Despite all Trump’s tantrums, though, every single bit of actual evidence supports Joe Biden as the clear winner of the election.
So today was the day that the votes of the electoral college were to be certified as valid by Congress. According to NBC, various Republicans who still lick Donald Trump’s boots had already planned to object to this certification process — without evidence, remember.
(Those Republican lickspittles’ sorta-leader appears to be a young newbie senator named Josh Hawley, who clearly made a Faustian bargain with Trump somewhere along the way. We’ve mentioned him in the past.)
Normally, this humdrum part of the election process would come and go unnoticed. Raise your hand along with me if on this day last year you didn’t even know it was part of the election process. Thanks to Trump’s frantic attempts to steal the election he lost, I reckon we’ve all learned way more information than we ever thought existed about the electoral college! But this time, this certification must have felt to his worshipers like a super-official last step to transferring the Presidency to their tribal enemies.
It was a step too far for them. And they reacted accordingly.
After organizing on social media, especially on right-wing platforms like Parler, a large group of armed protesters swarmed into the Capitol Building. The Trumpistas screamed and yelled and vandalized the place for a while. Eventually, law enforcement and the National Guard restored order, but not before someone died.
House Speaker Nancy Pelosi has stated that Congress will be finishing the certification process later tonight. Even Mitch McConnell seems completely on board with her plan.
First: The Radio-Silent Evangelicals.
I wondered what evangelical leaders would say about the Capitol attack.

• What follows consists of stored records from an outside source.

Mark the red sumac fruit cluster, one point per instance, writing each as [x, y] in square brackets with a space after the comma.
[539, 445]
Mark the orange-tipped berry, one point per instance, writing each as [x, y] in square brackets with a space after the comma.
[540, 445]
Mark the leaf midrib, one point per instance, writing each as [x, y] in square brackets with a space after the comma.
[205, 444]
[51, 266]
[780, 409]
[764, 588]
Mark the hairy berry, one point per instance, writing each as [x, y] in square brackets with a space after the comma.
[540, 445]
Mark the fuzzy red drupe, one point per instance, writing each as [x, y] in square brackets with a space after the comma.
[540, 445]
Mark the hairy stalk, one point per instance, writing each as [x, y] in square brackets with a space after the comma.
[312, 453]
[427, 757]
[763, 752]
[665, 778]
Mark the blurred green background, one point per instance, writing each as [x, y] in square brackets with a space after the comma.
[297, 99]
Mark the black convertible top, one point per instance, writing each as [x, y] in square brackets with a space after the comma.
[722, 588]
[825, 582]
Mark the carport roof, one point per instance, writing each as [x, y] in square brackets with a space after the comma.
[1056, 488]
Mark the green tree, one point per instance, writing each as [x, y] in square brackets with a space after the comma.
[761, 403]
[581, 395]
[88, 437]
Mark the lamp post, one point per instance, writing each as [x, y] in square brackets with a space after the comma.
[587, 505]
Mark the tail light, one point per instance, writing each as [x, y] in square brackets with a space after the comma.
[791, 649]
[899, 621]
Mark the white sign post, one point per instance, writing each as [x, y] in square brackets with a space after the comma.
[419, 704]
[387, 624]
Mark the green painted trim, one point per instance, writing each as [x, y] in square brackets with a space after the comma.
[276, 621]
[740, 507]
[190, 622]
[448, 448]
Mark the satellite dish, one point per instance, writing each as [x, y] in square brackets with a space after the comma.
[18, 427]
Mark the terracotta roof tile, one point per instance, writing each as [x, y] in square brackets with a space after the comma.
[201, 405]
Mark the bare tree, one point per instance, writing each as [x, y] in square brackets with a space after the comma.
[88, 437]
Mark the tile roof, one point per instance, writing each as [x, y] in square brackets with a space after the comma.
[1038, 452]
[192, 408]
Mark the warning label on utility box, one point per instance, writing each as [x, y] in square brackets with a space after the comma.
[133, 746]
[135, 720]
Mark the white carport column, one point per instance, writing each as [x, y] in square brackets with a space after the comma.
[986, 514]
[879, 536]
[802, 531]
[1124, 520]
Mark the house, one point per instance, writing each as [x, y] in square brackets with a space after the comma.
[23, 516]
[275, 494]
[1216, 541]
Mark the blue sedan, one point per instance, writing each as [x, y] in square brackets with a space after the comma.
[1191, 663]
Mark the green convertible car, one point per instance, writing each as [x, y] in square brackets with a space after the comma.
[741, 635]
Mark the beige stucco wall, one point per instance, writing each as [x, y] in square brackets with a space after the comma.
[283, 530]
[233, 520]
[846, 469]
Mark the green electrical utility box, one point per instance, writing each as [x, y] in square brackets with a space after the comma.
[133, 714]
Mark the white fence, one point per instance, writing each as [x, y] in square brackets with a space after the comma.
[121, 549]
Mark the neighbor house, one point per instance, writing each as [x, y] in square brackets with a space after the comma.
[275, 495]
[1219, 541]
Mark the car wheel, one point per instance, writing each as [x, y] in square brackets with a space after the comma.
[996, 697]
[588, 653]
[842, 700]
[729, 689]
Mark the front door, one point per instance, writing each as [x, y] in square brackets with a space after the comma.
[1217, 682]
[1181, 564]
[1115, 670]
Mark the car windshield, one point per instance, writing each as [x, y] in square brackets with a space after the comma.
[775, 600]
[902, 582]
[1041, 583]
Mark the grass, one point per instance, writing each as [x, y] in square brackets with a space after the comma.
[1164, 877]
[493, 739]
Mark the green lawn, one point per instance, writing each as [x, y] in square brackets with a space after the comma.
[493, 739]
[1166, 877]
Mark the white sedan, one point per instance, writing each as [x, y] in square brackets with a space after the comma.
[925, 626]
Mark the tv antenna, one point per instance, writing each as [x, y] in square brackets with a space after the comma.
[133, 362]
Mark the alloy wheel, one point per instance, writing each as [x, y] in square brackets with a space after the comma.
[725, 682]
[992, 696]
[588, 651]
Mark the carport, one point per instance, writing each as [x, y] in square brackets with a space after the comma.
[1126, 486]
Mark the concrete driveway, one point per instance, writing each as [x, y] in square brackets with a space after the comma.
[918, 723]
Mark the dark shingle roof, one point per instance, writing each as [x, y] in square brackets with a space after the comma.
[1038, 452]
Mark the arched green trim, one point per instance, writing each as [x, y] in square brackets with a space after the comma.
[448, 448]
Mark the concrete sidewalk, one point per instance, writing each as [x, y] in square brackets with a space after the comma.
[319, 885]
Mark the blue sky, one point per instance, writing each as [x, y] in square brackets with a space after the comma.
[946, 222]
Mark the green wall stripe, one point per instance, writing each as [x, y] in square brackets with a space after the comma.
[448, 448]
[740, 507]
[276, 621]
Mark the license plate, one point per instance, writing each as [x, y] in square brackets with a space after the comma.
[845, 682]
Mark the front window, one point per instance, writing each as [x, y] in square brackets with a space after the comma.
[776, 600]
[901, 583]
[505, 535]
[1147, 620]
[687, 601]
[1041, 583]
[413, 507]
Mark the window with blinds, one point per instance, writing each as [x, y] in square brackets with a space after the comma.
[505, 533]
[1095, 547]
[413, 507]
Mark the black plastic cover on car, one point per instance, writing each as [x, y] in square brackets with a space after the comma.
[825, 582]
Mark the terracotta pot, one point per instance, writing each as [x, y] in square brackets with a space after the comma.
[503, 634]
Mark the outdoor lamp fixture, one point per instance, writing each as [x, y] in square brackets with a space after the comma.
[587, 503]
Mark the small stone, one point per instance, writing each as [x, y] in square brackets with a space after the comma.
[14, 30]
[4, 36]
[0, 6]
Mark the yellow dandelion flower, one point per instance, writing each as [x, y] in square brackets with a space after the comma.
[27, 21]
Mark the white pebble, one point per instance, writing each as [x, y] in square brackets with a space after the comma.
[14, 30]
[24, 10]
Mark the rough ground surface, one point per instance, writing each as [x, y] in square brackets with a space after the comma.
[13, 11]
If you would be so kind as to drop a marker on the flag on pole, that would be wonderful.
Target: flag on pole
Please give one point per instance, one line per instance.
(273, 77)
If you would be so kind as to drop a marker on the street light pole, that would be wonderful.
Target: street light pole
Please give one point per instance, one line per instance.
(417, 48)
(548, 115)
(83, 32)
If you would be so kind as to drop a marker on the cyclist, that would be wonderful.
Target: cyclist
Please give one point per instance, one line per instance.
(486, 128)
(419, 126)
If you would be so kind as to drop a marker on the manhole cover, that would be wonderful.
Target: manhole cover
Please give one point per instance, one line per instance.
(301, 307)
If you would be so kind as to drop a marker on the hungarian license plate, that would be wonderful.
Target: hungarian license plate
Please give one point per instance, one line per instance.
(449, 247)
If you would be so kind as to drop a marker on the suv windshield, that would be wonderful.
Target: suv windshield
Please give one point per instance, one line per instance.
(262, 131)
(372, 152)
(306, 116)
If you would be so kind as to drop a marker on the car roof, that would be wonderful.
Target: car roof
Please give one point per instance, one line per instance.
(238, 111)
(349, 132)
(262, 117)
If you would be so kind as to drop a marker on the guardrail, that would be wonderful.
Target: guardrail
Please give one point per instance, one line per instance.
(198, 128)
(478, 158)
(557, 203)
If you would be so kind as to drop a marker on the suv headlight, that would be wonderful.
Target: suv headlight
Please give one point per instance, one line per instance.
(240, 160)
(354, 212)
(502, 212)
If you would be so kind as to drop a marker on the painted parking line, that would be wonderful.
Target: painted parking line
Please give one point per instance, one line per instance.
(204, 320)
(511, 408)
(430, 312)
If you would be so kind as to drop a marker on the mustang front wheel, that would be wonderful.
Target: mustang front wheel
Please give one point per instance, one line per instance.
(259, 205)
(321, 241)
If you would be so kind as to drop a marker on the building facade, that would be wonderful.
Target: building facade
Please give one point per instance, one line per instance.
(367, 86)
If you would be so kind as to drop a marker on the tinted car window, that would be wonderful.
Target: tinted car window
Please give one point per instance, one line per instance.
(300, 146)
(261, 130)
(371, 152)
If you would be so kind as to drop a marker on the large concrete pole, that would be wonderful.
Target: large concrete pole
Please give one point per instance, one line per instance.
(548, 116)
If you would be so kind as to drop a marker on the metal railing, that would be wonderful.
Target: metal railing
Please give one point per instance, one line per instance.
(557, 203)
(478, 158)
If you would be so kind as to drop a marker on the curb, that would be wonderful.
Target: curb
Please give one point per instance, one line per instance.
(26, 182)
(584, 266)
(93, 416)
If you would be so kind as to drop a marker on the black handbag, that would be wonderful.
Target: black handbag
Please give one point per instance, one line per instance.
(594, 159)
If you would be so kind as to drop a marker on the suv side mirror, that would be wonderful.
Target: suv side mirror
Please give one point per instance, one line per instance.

First, I found a number of them were quiet about it.
Jim Bakker, of course, suffered a major health crisis this past summer. So I wasn’t surprised to see his Twitter (or what I think is his Twitter, anyway) quiet. Dude blew shofar horns when his idol got elected (here’s info about why) and is very quick to screech about revolution and martyrdom, and he embraces every single conspiracy theory Donald Trump peddles. I don’t know what he’d make of the attack on the Capitol, though I’m sure it’d involve lots of praise for Trump’s weak, halfhearted exhortations for peace. But we can only speculate for now.
Other evangelical leaders remained quiet as of this writing.
Marky Mark Driscoll hasn’t said a word about the Trumpistas’ attempted coup. His feed today has contained only plugs for his books. In the recent past, he’s tweeted approvingly about Trump.
Neither has Joel Osteen. His feed remains the usual surreal land of quasi-Christian-sounding platitudes. He tries hard to avoid direct questions about Donald Trump, because that’s not his brand.
Now, a lot of these guys are older dudes, so they might not be 24/7 connected to social media. For now at least, this is how the situation looks.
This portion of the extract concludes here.